Steve Yegge writes in Portrait of a Noob that static typing is effectively meta-data ("we also know that static types are just metadata"), like comments, and so isn't strictly required for the compilation and execution of software. He's right in a limited context. If static typing is being used for nothing more than ensuring "type matching", and really doesn't add anything beyond that, then it is effectively just a stronger form of commenting, with the compiler acting in the role of object compatibility inspector.

This does get at why the argument for "type safety" has never achieved much success as a compelling reason for using a strongly typed language. Merely making sure your objects are compatible is a good thing, but it does constrain flexibility, extensibility, and adds type management overhead (to the programmer).

If strong typing is going to be seriously valuable it has to do more than merely ensure type safety, it needs to actually add concrete information to the software.

Take a programming language like Ada, considered one of the paragons of strongly typed programming languages.

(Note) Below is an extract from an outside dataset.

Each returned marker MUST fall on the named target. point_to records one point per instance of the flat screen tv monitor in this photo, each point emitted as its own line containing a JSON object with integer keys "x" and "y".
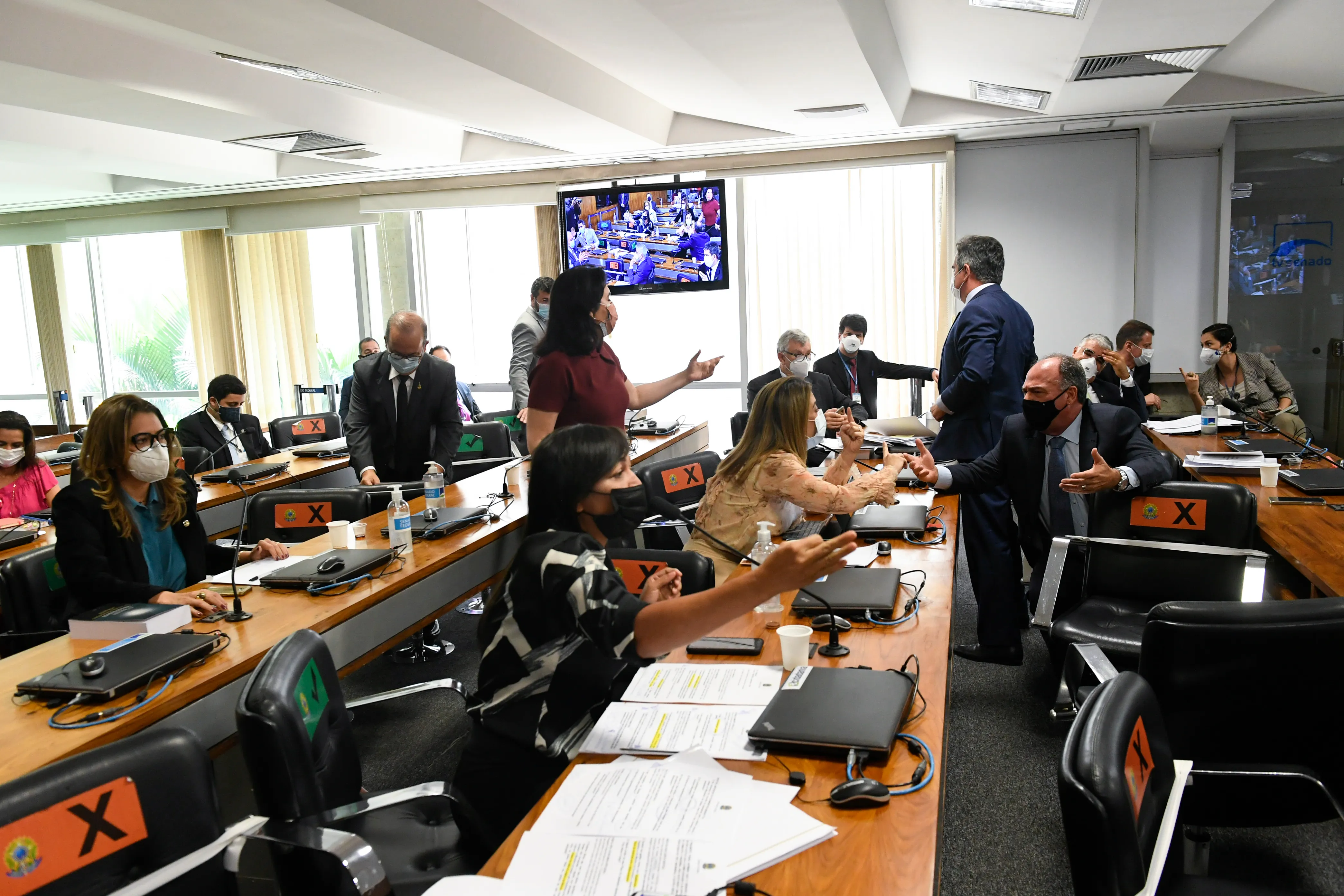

It does all the type safety stuff, and Ada advocates are more than happy to promote that as one of its great virtues for creating and delivering reliable, safety-critical software. All true, but obviously type safety, accompanied by its supporting syntax and semantics, was not sufficiently compelling to drive any significant adoption outside the defense and aerospace industries (and in those fields, of course, much of the initial impetus was mandate-driven anyway).

What most of the Ada programming language advocates overlooked was the productivity gain possible by the language's specific implementation of strong typing. When its advocates talked about strong typing aiding productivity, it was nearly always in terms of error avoidance. Again, true, and a good thing, but hardly sexy. After all, how many programmers are going to willingly admit that they write buggy code and that maybe they should look into using a programming language that would help them avoid errors?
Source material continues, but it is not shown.